Выбрать главу

Правда, такой вывод слишком поспешен. Ценность будущей жизни является важным, но не единственным фактором. А именно, говорится, что лишь существа с моральными интересами могут иметь интерес к ценному будущему. Т.е. недопустимо убивать лишь тех существ, которые имеют моральные интересы. Иными словами, для того, чтобы признать убийство неприемлемым, будущее должно быть ценным, и это должно быть будущее существ с этическими интересами.

Дон Маркис может ответить, что каждое существо, чье будущее похоже на наше, в силу достоинства этого будущего, имеет этически значимый интерес – интерес наслаждаться этим будущим. Непонятно, почему профессор Маркис считает, что относительно неразвитый плод в данный момент имеет этот интерес. Кажется, ответ заключается в том, что в этот момент мы можем однозначно признать, что это существо в дальнейшем будет наслаждаться своим будущим. Из слов автора аргумента становится понятно, почему контрацепция не подвергается критике. Контрацепция предотвращает приятное будущее, но в этом случае невозможно определить субъект лишения будущего. Профессор Маркис выделяет четыре субъекта вреда: 1) тот или иной сперматозоид, 2) та или иная яйцеклетка, 3) сперматозоид и яйцеклетка в отдельности, 4) сперматозоид и яйцеклетка вместе. Если субъектом вреда определить один сперматозоид, этот выбор будет произвольным (т.к. равно можно определить субъектом и отдельную яйцеклетку). Так же и наоборот. Сперматозоид и неоплодотворенная яйцеклетка также не могут быть субъектом вреда, т.к. в этом случае в перспективе будет слишком много вариантов будущего: будущее сперматозоида, будущее яйцеклетки, будущее человека, развившегося из этих двух клеток. Наконец, и яйцеклетка, оплодотворенная сперматозоидом, не может быть субъектом вреда. В действительности не существует комбинации яйцеклетки и сперматозоида. Если такая комбинация возможна только в перспективе, мы не можем знать, какая, из множества возможных, это будет за комбинация. Следовательно, субъекта вреда от применения контрацепции не существует.

Я не считаю, что вопрос этичности аборта или контрацепции, в отличие от вопроса появления на свет в биологическом смысле, зависит от личности существа. Дон Маркис явно не согласен со мной, однако от этого его взгляды приобретают странный смысл. Чтобы это понять, представьте, если бы природа человеческой репродукции была несколько иной. Например, если бы одна из гамет несла ДНК, а вторая была источником питания или катализатором деления для первой гаметы. Иными словами, если бы сперматозоид содержал весь генетический материал, а яйцеклетка требовалась только для питания,33 такие отношения можно сравнить с отношениями зиготы и матки. Если бы дела обстояли так, отдельный сперматозоид мог бы являться жертвой контрацепции. Т.е. в рамках аргумента профессора Маркиса, многое зависит от того, является сперматозоид гаплоидным или диплоидным.

В любом случае защиту от нежелательной беременности нельзя сравнивать с убийством. Разве обычная генетическая индивидуализация может иметь серьезное значение в вопросе, приемлемо ли предотвращать хорошее будущее? Если центром внимания является прекрасное будущее, обязательно ли это должно быть будущее генетически полных организмов? Разве не может это быть будущее сперматозоида лишь с половиной набора хромосом? Дабы избежать таких каверзных импликаций, я предлагаю считать, что значение имеет ценное будущее существ, обладающих этическими интересами.

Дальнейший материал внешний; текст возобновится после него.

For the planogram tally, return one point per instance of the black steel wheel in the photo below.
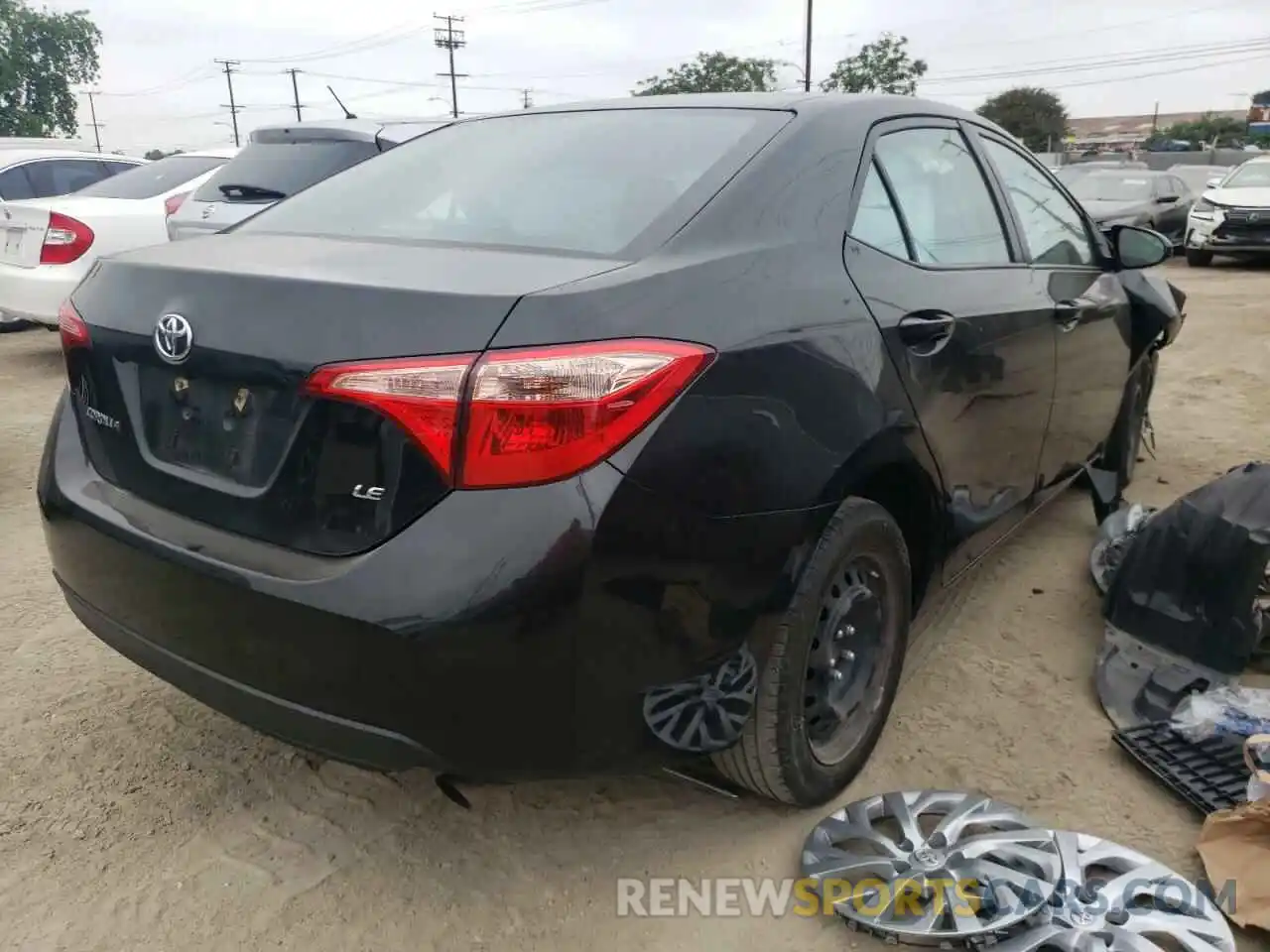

Замечу, что мой аргумент имеет еще одно преимущество перед аргументом профессора Маркиса. Если бы единственно значимым фактором было ценное будущее, тогда убийство плода было бы страшнее, чем убийство тридцатилетнего взрослого, т.к. будущее плода (при прочих равных) продолжительнее, чем будущее взрослого. Он будет лишен бόльшего (заметьте, смерть тридцатилетнего кажется трагичнее смерти девяностолетнего по этой же причине). Однако по мнению большинства, смерть тридцатилетнего кажется трагичнее смерти неродившегося ребенка, что не вписывается в рамки этого довода. Объясняется это тем, что плод, в отличие от взрослого, еще не имеет интереса к собственному существованию. Что касается жизни тридцатилетнего и девяностолетнего, оба имеют этот интерес, но старший имеет меньше неизрасходованного будущего, чем младший. Или же иное объяснение: интерес к жизни девяностолетнего человека начинает угасать по причине ухудшения качества жизни, потому его смерть не так страшна, как смерть тридцатилетнего.